经过两次欧洲游历,先是走过了西欧的主要部分德国、法国、荷兰、瑞士、意大利; 然后向北走到了瑞典和挪威,再向南走到西班牙;除了英伦三岛悬在欧洲大陆之外且不是生根协定国家,要去得另外办签证外,只要再走一下欧洲偏东部的地方,也就算大致走马观花地把欧洲看下来了。恰在此时,有几个朋友张罗了一个去东欧的小团,便一拍即合,欣然参加。

提到东欧,中国人首先想到和顺嘴说出的便是波、捷、匈,因为波兰、捷克和匈牙利这三个国家的命运与中国的政治生态有着密不可分的关系。第二次世界大战结束后,随着苏军势力范围的覆盖,这三个欧洲国家成苏联共产主义大家庭中的成员国;随着1949年中华人民共和国成立和立即倒向了苏联的怀抱,中国和波、捷、匈便成了以苏联为首的社会主义阵营在欧亚大陆的两翼,都算是苏联老大哥的小兄弟,只不过中国的体量大,这三个国家的体量小而已。体量大自然有体量大的优势。体量小的波捷匈三国,不但在大国的角力中无法掌握自己的命运;而且无论斯大林在世与否,他们的领导人只能是唯老大哥马首是瞻的小兄弟,一旦不听话了,便立刻地位不保。

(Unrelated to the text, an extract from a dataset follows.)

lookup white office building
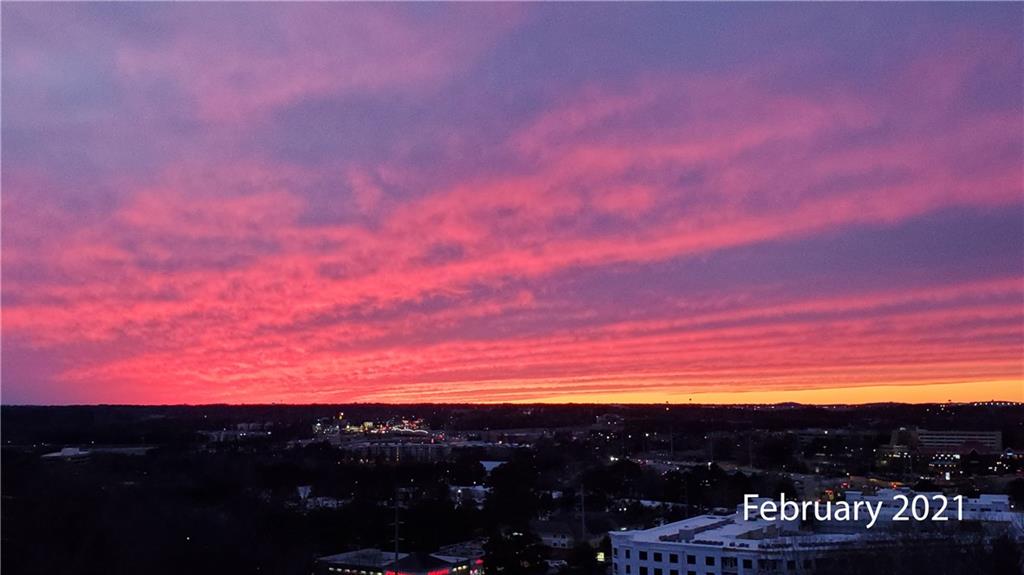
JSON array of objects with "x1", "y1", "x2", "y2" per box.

而体量巨大的中国也给了它的领导人足够的底气,当斯大林在世之时,毛泽东虽对他多有不满,只能甘居老二;而当1953年斯大林去世后,虽然作为国家的苏联依然是中国的老大哥,但是革命资格比赫鲁晓夫老的毛泽东却不再对老大哥的继任者那么服气,有心要自己来当社会主义阵营的老大哥了。这就有了中国领导人在1956年波匈事件中令人玩味的两面表现:先是在波兰人对苏联人的抗议中做了调和者,既批评了苏联的大国沙文主义,又使得波兰继续留在以苏联为家长的社会主义大家庭中;然后却在匈牙利人对苏联的抗议中充当了力主出兵镇压的推动者,直接造成了首都布达佩斯被苏军二度占领并导致了匈牙利总理纳吉的被杀。而1956年发生在东欧的波匈事件,又成了1957年毛泽东在国内对知识分子痛下杀手的主要动因和理由。要去看波兰和匈牙利,对这一段历史不能一无所知。而1968年捷克的“布拉格之春”,是在东欧国家发生的另一大国际政治事件。虽然这次改革同样被苏军的坦克所镇压,但“布拉格之春”标志着以苏联为首的华沙条约组织内部的裂痕已经显现,可视为1989年苏联解体和东欧巨变的前奏和导火索。现在名满天下的捷克作家昆达拉和广受世人尊重的捷克前总统哈维尔,都是当年“布拉格之春”的重要人物。要去看捷克的布拉格,同样对这个城市当年的那个“春天”不能一无所知。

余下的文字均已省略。